6) Pengaruh variabel M1 terhadap nilai tukar rupiah Hasil pengolahan data yang terlihat dalam tabel 4.9 menunjukan bahwa nilai t hitung variabel M1 adalah sebesar 4,856185 dan nilai t tabel dengan alpha 0,05 (5%) di dapat nilai sebesar ± 2,069, jadi dapat disimpulakan 4,856185 > ± 2,069 atau dengan kata lain t hitung > t tabel maka H0 ditolak dan H1 diterima. Dengan demikian dapat disimpulkan bahwa variabel M1 secara parsial mempunyai pengaruh yang signifikan terhadap nilai tukar rupiah per dolar Amerika Serikat. Besarnya koefisisn variabel jumlah uang beredar (M1) adalah 0,001839 yang berarti bahwa setiap kenaikan jumlah uang beredar (M1) 1% maka dolar Amerika akan apresiasi terhadap nilai tukar rupiah atau nilai tukar rupiah akan melemah terhadap dolar Amerika sebesar 0,001839% dengan anggapan cateris paribus. Hasil ini sesuai dengan penelitian sebelumnya yang dilakukan oleh Adwin Surya A (2002) dan Ni Made Sukartini dan Somnya Laksana (2000) yang mengatakan bahwa jumlah uang beredar mempengaruhi nilai tukar rupiah terhadap dolar Amerika.
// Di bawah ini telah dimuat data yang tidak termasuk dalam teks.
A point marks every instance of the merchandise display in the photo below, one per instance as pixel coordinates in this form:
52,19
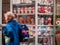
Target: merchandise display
24,10
44,9
45,2
22,1
58,20
38,15
46,31
45,20
26,20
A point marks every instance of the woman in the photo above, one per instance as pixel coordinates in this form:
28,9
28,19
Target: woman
11,30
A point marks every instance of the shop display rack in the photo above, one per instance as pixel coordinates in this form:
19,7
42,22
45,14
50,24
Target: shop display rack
39,16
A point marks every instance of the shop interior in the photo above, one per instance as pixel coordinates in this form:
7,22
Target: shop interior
41,16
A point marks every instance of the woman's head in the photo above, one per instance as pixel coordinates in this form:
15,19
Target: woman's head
9,16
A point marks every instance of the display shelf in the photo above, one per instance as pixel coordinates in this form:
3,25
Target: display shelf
45,4
27,14
35,14
24,4
45,13
46,25
58,5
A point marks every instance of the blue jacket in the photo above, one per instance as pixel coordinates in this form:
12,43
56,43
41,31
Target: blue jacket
11,31
26,29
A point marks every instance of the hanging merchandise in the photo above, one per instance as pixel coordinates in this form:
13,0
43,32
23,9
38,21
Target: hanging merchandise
49,20
18,10
46,21
25,10
45,2
33,10
14,11
58,21
42,21
32,21
29,10
43,30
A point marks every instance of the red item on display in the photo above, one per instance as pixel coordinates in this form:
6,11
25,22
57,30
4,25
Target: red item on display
14,11
33,10
41,9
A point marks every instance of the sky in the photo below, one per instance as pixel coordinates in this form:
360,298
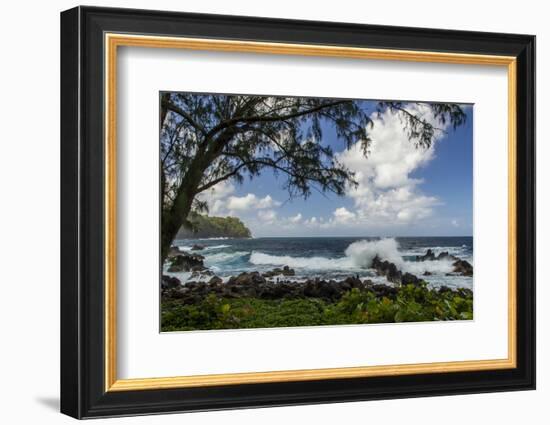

b. Setelah diterapkannya free floating exchange rate system 1) Pengaruh variabel ekspor terhadap nilai tukar rupiah Hasil pengolahan data dengan menggunakan metode ARCH GARCH menunjukan bahwa nilai t hitung variabel ekspor
adalah sebesar 263,1474 dan nilai t tabel dengan alpha 0,05 (5%) di dapat nilai sebesar ± 2,069, jadi dapat dikatakan bahwa 263,1474 > ± 2,069 atau dengan kata lain t hitung > t tabel maka H0 ditolak dan H1 diterima. Dengan demikian dapat disimpulkan bahwa variabel ekspor secara parsial mempunyai pengaruh yang signifikan terhadap nilai tukar rupiah per dolar Amerika Serikat. Besarnya koefisisn variabel ekspor adalah -0,000252 yang berarti bahwa setiap kenaikan ekspor 1% maka dolar Amerika akan mengalami depresiasi terhadap rupiah atau nilai tukar rupiah akan menguat terhadap dolar Amerika sebesar 0,000252% dengan anggapan cateris paribus. Hasil ini sesuai dengan teori yang dikemukan Hamdy Hady (2006) bahwa ekspor mempengaruhi nilai tukar rupiah terhadap dolar Amerika.
2) Pengaruh variabel impor terhadap nilai tukar rupiah Hasil pengolahan data yang terlihat dalam tabel 4.10 menunjukan bahwa nilai t hitung variabel impor adalah sebesar 697,0505 dan nilai t tabel dengan alpha 0,05 (5%) di dapat nilai sebesar ± 2,069, jadi dapat disimpulakan 697,0505 > ± 2,069 atau dengan kata lain t hitung > t tabel maka H0 ditolak dan H1 diterima. Dengan demikian dapat disimpulkan bahwa variabel impor secara parsial mempunyai pengaruh yang signifikan terhadap nilai tukar rupiah per dolar Amerika Serikat.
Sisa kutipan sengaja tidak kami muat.